Laura lent me her homeworks. I didn’t even have the heart to properly plagiarize them. I just put my name on the top and handed them in, despite knowing Stevens had read the same six homeworks word for word within the last month. When she confronted me I pleaded desperately and even threatened her, in so many words, not overtly of course, but in the deadly cool tones of a teenager trapped in a corner. Do you really want to be the person who keeps me out of college I don’t even know if I can go to community college if I have plagiarism on my transcript I’ll have to go to a technical college even though I’m a girl and I’m mechanically challenged.

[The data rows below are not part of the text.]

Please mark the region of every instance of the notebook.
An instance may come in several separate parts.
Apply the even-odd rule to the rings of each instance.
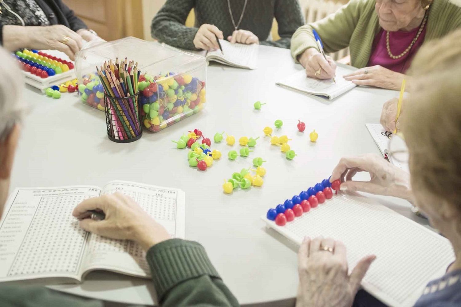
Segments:
[[[349,273],[361,259],[376,255],[361,285],[390,306],[413,306],[427,283],[443,276],[455,260],[448,239],[356,194],[340,192],[284,226],[261,218],[298,246],[305,236],[342,241]]]
[[[276,83],[278,85],[291,88],[301,93],[331,100],[350,91],[357,85],[345,80],[343,76],[350,74],[356,69],[337,64],[335,83],[332,79],[319,80],[306,76],[303,70]]]
[[[95,270],[150,278],[139,245],[87,232],[72,216],[82,201],[115,192],[131,197],[172,237],[184,237],[184,193],[180,190],[119,181],[102,188],[17,188],[0,221],[0,282],[50,278],[53,282],[76,283]]]
[[[177,48],[183,52],[203,57],[207,64],[212,61],[238,68],[255,70],[258,68],[258,48],[256,44],[246,45],[231,44],[224,40],[219,40],[224,54],[221,50],[196,51]]]
[[[394,134],[390,134],[389,135],[389,133],[388,133],[387,134],[389,136],[387,136],[385,135],[386,134],[386,130],[380,124],[365,124],[365,125],[383,156],[387,158],[390,163],[402,168],[407,173],[409,173],[408,163],[400,162],[393,158],[392,155],[389,153],[388,151],[387,145],[389,140],[392,138]]]

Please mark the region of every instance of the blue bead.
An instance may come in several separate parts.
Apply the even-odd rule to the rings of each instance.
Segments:
[[[323,191],[323,185],[321,183],[318,183],[314,186],[314,190],[315,190],[316,192],[321,192]]]
[[[291,199],[287,199],[284,203],[284,205],[285,206],[285,208],[287,209],[291,209],[295,204],[293,203]]]
[[[294,204],[297,204],[301,203],[301,197],[298,195],[295,195],[291,198],[291,201],[293,202]]]
[[[301,201],[307,199],[309,198],[309,193],[307,193],[307,191],[302,191],[299,193],[299,197],[301,198]]]
[[[277,211],[277,213],[283,213],[285,212],[286,209],[285,208],[285,206],[280,204],[280,205],[278,205],[277,207],[275,207],[275,210]]]
[[[322,180],[322,184],[323,185],[323,188],[329,188],[331,186],[331,184],[330,182],[329,179],[324,179]]]
[[[267,218],[267,220],[275,220],[275,218],[277,216],[277,211],[275,209],[271,208],[267,211],[267,214],[266,216]]]

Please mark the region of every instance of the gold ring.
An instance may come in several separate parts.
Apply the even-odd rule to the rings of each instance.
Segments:
[[[333,254],[333,249],[328,246],[321,246],[320,248],[320,250],[326,250],[327,252],[330,252],[331,254]]]

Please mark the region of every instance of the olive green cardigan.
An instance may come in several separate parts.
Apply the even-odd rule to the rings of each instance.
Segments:
[[[291,55],[297,61],[306,49],[317,48],[313,28],[322,39],[325,52],[349,46],[352,66],[366,67],[373,41],[381,29],[374,6],[375,0],[350,0],[336,13],[299,28],[291,38]],[[424,44],[461,26],[461,8],[448,0],[434,0],[429,10]]]

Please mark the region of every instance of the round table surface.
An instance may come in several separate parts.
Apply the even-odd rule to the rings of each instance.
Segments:
[[[161,132],[145,132],[139,140],[125,144],[108,139],[104,112],[83,104],[77,94],[64,93],[53,99],[28,86],[23,98],[30,111],[10,192],[16,187],[102,186],[116,180],[180,188],[186,195],[186,238],[205,247],[241,304],[293,298],[298,284],[297,249],[266,230],[260,217],[269,208],[328,178],[341,157],[380,154],[365,123],[378,122],[383,103],[398,93],[356,87],[329,101],[279,87],[276,81],[302,69],[293,62],[288,49],[260,46],[258,67],[250,70],[212,64],[207,68],[203,111]],[[254,110],[257,100],[267,104]],[[277,119],[284,125],[274,134],[293,139],[290,145],[298,155],[292,160],[263,137],[263,128],[274,127]],[[306,123],[303,133],[297,131],[298,119]],[[189,167],[185,150],[177,150],[171,141],[195,128],[211,139],[223,131],[237,140],[242,136],[261,138],[249,156],[234,161],[226,158],[227,154],[238,151],[238,144],[232,147],[225,142],[212,144],[223,157],[201,172]],[[314,129],[319,139],[313,143],[309,133]],[[256,156],[267,161],[263,186],[224,194],[223,180],[250,166]],[[406,202],[376,198],[421,221]],[[91,272],[79,284],[49,283],[38,284],[109,301],[152,305],[156,301],[150,281],[109,272]]]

All the homeworks were zeroes, six fat zeros, fairly small but incredibly dense. I stole my report card from the mailbox and hid it in the bottom of a box in my closet that later turned out to contain my mother’s college transcript. C+. I’d catch myself saying it during prayer services, C+. My new mantra, I’d mumble it under breath in class like a homeless person…
In retrospect, I realize that my high school was extremely determined to brag in brochures about college admissions, which mattered more than ruining a teenager’s career prospects, so they let me off relatively unscathed.
After I got into UCLA, I went to visit Erica Stevens’s office. She’d died in a terrible hiking accident, or at least that’s what I imagined as she showed me the slide show of her recent trip to the Himalayas. The acceptance letter hung limply in my hand. Stevens didn’t say anything, just clicked through the slides, and I just kept nodding. True story.